The fumes are extracted by a High Efficiency Particulate Air Filter or HEPA filter before the air is returned to the room.
Before you handle the components it’s strongly advised that you wear an earthing band to prevent electrostatic damage to the components.
There are two different soldering types: surface mount, and through hole.
Surface mount connections are made by heating components with pre-applied solder in an oven, so that it melts and joins to the surface of the board.
In this tutorial we’ll look at ‘plated through hole soldering’ which done on boards with printed circuits on both sides.
Through hole soldering is where components are pushed through a hole in the board and soldered from the other side. The solder flows through the hole to make the best possible contact.

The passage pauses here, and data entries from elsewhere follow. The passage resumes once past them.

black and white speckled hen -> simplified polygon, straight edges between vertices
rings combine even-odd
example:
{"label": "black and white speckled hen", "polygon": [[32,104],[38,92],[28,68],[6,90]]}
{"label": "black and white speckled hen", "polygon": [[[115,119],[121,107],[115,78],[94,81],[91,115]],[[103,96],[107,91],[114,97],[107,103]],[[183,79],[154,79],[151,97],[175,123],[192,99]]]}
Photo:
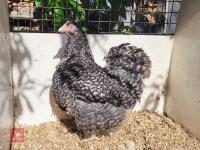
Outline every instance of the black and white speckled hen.
{"label": "black and white speckled hen", "polygon": [[127,43],[112,47],[107,66],[94,61],[87,38],[73,21],[59,32],[69,36],[62,60],[53,75],[52,92],[57,104],[70,114],[84,136],[119,125],[140,100],[143,78],[151,62],[142,49]]}

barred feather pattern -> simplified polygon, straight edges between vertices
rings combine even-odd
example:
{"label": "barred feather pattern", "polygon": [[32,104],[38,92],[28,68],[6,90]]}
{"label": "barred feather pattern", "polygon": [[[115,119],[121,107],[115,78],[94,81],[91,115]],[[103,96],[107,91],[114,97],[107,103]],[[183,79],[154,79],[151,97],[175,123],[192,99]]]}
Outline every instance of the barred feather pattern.
{"label": "barred feather pattern", "polygon": [[144,62],[149,59],[142,50],[128,53],[127,46],[112,48],[108,65],[102,68],[95,63],[83,32],[66,45],[53,75],[52,92],[58,106],[74,118],[77,130],[84,136],[118,126],[139,99],[142,79],[149,74],[148,63]]}
{"label": "barred feather pattern", "polygon": [[58,106],[75,119],[76,127],[84,137],[106,132],[126,118],[127,110],[124,107],[83,100],[81,97],[84,95],[69,87],[59,67],[53,75],[52,93]]}
{"label": "barred feather pattern", "polygon": [[136,100],[141,99],[143,79],[151,74],[151,61],[143,49],[123,43],[112,47],[105,56],[105,71],[129,89]]}

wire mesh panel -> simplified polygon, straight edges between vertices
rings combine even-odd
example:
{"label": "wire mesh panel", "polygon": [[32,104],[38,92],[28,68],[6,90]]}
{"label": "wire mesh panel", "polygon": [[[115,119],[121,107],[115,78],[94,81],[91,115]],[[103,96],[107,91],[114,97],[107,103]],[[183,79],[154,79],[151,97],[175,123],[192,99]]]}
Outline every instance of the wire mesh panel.
{"label": "wire mesh panel", "polygon": [[181,0],[12,0],[10,30],[57,32],[68,19],[87,33],[173,34]]}

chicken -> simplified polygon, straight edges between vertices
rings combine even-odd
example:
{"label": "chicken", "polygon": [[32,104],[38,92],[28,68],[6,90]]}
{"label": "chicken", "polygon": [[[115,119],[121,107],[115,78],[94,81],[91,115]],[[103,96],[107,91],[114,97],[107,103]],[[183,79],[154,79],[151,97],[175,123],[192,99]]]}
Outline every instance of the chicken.
{"label": "chicken", "polygon": [[53,75],[58,106],[74,118],[84,136],[118,126],[140,99],[142,79],[150,74],[149,58],[143,50],[122,44],[110,49],[102,68],[77,23],[67,21],[59,32],[66,33],[69,42]]}

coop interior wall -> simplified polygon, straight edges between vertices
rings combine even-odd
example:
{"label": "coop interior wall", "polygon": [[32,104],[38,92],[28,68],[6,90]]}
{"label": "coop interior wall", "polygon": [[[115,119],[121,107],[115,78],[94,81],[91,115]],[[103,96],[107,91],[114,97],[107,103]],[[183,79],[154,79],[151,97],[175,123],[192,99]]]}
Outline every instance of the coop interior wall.
{"label": "coop interior wall", "polygon": [[10,128],[13,127],[13,99],[10,59],[10,34],[7,1],[0,5],[0,149],[10,146]]}
{"label": "coop interior wall", "polygon": [[183,1],[175,34],[165,112],[200,139],[200,1]]}
{"label": "coop interior wall", "polygon": [[[141,47],[152,60],[152,74],[139,110],[163,112],[165,82],[168,75],[172,36],[150,35],[88,35],[96,62],[104,66],[103,58],[111,46],[130,42]],[[39,124],[57,120],[61,113],[51,96],[52,75],[66,44],[62,34],[11,33],[16,121],[20,124]]]}

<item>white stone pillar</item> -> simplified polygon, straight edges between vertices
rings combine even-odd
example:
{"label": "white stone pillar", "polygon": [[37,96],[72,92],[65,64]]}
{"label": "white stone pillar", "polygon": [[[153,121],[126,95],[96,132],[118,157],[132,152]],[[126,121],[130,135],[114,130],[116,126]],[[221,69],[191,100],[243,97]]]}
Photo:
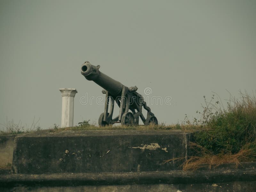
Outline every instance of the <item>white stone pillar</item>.
{"label": "white stone pillar", "polygon": [[74,114],[74,97],[77,91],[76,89],[60,89],[62,96],[61,127],[73,126]]}

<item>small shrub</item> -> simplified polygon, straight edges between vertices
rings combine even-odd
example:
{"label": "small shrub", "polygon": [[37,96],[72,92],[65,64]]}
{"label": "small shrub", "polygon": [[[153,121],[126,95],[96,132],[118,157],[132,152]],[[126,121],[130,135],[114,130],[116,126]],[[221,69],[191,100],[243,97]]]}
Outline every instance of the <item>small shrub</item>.
{"label": "small shrub", "polygon": [[81,127],[82,126],[88,126],[90,125],[90,124],[89,123],[89,121],[90,120],[88,120],[88,121],[84,120],[82,122],[79,122],[78,123],[78,126]]}

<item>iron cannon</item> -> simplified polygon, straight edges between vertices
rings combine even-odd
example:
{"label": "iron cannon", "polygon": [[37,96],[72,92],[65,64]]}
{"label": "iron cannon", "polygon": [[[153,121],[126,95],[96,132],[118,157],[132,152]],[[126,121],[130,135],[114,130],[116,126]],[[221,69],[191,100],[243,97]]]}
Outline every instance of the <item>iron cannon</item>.
{"label": "iron cannon", "polygon": [[[81,68],[81,73],[85,78],[93,81],[103,88],[102,92],[106,94],[105,109],[100,116],[99,125],[105,126],[117,123],[127,125],[138,125],[139,117],[145,125],[158,124],[157,119],[147,106],[143,97],[136,91],[138,88],[136,86],[128,88],[124,85],[100,71],[100,67],[86,61]],[[113,118],[115,101],[120,110],[118,115]],[[142,107],[147,111],[146,118],[142,113]]]}

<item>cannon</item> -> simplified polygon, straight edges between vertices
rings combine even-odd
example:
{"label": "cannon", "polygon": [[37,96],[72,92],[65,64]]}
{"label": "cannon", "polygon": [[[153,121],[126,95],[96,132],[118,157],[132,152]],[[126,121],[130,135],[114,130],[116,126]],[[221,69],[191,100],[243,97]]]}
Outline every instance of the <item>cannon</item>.
{"label": "cannon", "polygon": [[[128,126],[138,125],[139,117],[145,125],[158,124],[157,119],[147,106],[143,96],[136,91],[137,87],[128,88],[124,85],[100,72],[99,70],[100,67],[86,61],[81,68],[81,73],[85,78],[93,81],[103,88],[102,93],[106,94],[104,112],[100,116],[99,125],[105,126],[118,123]],[[115,101],[120,110],[118,115],[113,118]],[[142,107],[147,111],[146,118],[142,114]]]}

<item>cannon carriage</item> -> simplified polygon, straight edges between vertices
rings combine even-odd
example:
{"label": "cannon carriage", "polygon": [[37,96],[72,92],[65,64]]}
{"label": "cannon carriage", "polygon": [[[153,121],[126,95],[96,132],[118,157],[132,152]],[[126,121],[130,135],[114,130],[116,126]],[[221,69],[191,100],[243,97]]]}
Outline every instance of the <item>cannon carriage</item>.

First take your component and create a bend in the legs with a pair of pliers, so that each leg is at a right angle.
Push the legs through the holes in the board at the appropriate place and push it all the way down. Then turn the board over and bend the legs slightly to lock the component in place.
When the iron is up to temperature, first clean the tip of the iron on the wet sponge on the iron holder to remove any excess solder and flux residue that might be there.
You then apply heat directly to the pad for about a second, before placing the solder in contact with the pad.
When the solder starts to melt feed it in for about a second, take the solder away, but leave the iron on the pad for another second.
Then take the iron away and let the connection cool. Let’s have another look at that. Before you make another connection it’s important to remove any excess solder remaining on the tip of the iron.
This is because any flux in the solder will vaporise until there’s none remaining, if you try to make a connection with solder without any flux in it you risk making a bad connection.
When you turn the board over you should see that the solder has flowed through the hole by capillary action, guaranteeing a good contact.
Trim the leads just above the solder using some wire cutters. When you cut the wires be careful that the cut end is held captive so that it doesn’t fly off.
This can be done by putting your finger on the end when cutting. If you make a bad joint or want to remove a component you can remove the solder by using a de-soldering pump.
This is a spring loaded piston with a trigger which when released creates a vacuum which sucks the solder up.
Cock the pump, use the iron to melt the connection and put the tip of the pump onto the melted solder then release the trigger.
You might have to repeat the operation several times to clear all of the solder.
An ideal solder should look like a cone with slightly concave sides showing that the solder has flowed through the hole. You can see all the solders here look regular.
Bad joints are noticeably different to the concave cones of good joints. If your joint looks like any of these then it would be wise to remake it.
Bad joints can lead to intermittent connections, or no connection at all.